Density histogram of average degree of non-linearity for ancestral species on non-linear contigs. Most of the ancestral species have an average degree of non-linearity of 20 meaning that in average contigs of ancestral species reconstructed by ARt-DeCo have a degree of non-linearity less than 20. This figure shows that a large number are non-linear and additional operations are necessary to obtain linear contigs.

Figure 7

Evolutionary history of the adjacency between RCSD1 (turquoise) and CREG1 (light green). ARt-DeCo infers the creation of this adjacency at the root of Amniots. We integrated the different evolutionary events concerning the RCSD1-CREG1 adjacency along the species tree.
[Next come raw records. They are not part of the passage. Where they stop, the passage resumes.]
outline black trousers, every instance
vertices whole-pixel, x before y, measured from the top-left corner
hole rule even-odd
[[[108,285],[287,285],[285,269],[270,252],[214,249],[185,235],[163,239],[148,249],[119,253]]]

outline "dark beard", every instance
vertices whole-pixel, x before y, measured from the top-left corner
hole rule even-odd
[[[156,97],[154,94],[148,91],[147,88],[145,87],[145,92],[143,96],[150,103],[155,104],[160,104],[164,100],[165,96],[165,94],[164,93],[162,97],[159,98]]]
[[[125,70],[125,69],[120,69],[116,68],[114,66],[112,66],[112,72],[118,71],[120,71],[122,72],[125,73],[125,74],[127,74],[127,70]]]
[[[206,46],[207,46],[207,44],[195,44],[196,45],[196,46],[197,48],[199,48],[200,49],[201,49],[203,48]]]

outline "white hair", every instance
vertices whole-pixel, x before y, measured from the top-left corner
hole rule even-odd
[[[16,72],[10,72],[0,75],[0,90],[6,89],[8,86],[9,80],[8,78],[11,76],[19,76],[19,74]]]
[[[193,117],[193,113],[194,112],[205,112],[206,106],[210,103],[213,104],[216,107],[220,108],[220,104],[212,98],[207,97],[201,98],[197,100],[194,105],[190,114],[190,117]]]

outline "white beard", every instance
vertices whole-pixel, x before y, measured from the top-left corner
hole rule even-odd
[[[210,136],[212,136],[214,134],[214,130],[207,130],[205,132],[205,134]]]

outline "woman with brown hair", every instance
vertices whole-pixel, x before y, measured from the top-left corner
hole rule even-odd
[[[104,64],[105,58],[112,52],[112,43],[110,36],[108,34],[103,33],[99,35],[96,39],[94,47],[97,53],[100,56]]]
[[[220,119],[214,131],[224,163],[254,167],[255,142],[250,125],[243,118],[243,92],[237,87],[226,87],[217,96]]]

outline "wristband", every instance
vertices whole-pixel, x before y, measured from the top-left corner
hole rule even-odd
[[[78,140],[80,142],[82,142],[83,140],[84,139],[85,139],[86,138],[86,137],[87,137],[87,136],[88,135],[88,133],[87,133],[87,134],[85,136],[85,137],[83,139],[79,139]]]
Empty red crosses represents an adjacency losses (i.e., cases where both adjacent genes are lost at the same time); each full red cross represents a gene loss (only one of the genes is lost); each empty green square indicates an adjacency duplication (places where the two adjacent genes are duplicated together); a full green square indicates a gene duplication and an orange triangle represents an adjacency gain. Color code for species name gives information on adjacency status. In red species, RCSD1 and CREG1 genes are not adjacent, while blue species host the RCSD1-CREG1 adjacency as described by Ensembl, and green species have the RCSD1-CREG1 adjacency inferred by ARt-DeCo (though it is absent from Ensembl). For green species, the adjacency support is indicated. For some species, representing most of the clades in Ensembl, we illustrate the gene content around the RCSD1-CREG1 adjacency, which illustrates strong similarities in the genomes of blue and green species.

Figure 8

Weighted neighborhoods of extant (A) and ancestral genes (B). Distribution of the proportion of extant and ancestral genes with a given neighborhood weight in extant genomes before and after adjacency prediction, with or without support, for the data set on 39 mammals. The neighborhood weight of a gene is the sum of the supports of all adjacencies involving this gene. Continuous values are binned by intervals.

Figure 9

Capacity of ARt-DeCo to recover adjacencies after simulated breaks on human and horse genome.